Girls I Have Loved
R. snickers when I say I listen to public radio. Radio should be private, as in the song “Private Eyes” or a secreted social intelligence. New York exhales recession. I am ten. R. is 11 and not rich though she lives over a garden. Her family eats spaghetti often and she glamorizes her bunk bed. The acne on the sides of her nose enchant, two twin flags of adolescence, the miserable mount awaiting me. With extremely combed hair, luncheon foods wrapped in plastic, and old lady good handwriting, R. will win some prize, I think. She tells me to buy Best of Records. I give us code names after spices. R. is Hot Pepper. I am Cinnamon: placating, invisible. The grown-ups’ jacket pins announce their subjectivities. They are small parts of the death of punk. I write reports on the rainforest. I would like to live there. God is George Washington on the front of the quarter.

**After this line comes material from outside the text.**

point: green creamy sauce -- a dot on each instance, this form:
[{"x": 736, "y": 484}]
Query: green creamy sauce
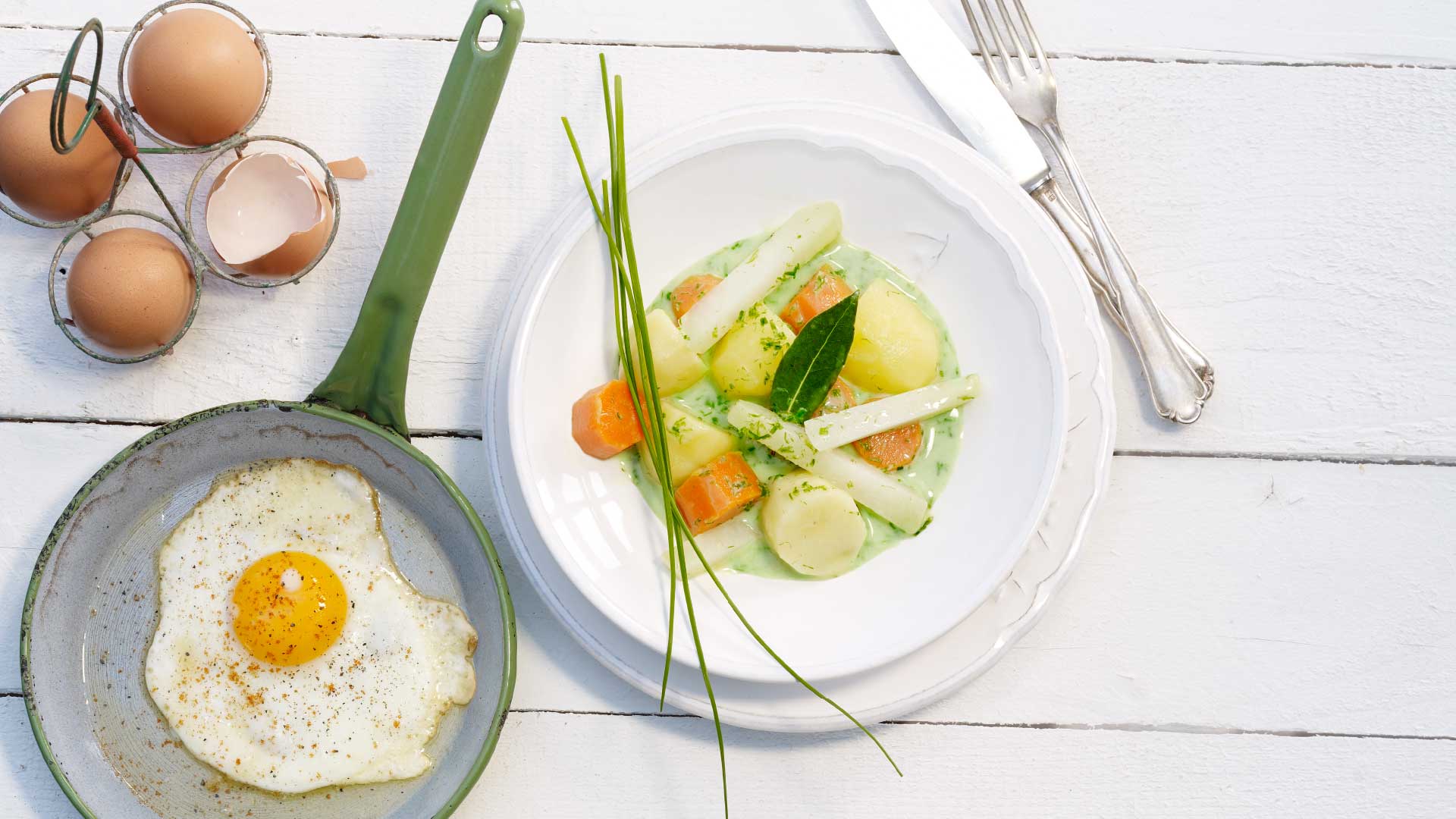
[{"x": 928, "y": 472}]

At twelve, T. looks like a horse but is too tasteful to be a horse girl. She has the long fingers of a pianist. She does not have the temperament of one who practices. Tall and smart looking, she is not sixth-grade pretty. She is practicing for when she will be the living sign of young sex, in three years, impressively wry about boobs and tatas. She smokes downstairs. I don’t know where that is. She never does anything bad for the first time, has always done it already. I wonder about the latchkey kid cosmopolites, the ones who don’t bunt their softballs. What do they do when they are alone? What does everybody do all day and what do they talk about?After all, secondary sex characteristics only appear to me when I look them up in the Women’s Health Manual. My favorite dirty word is abortion.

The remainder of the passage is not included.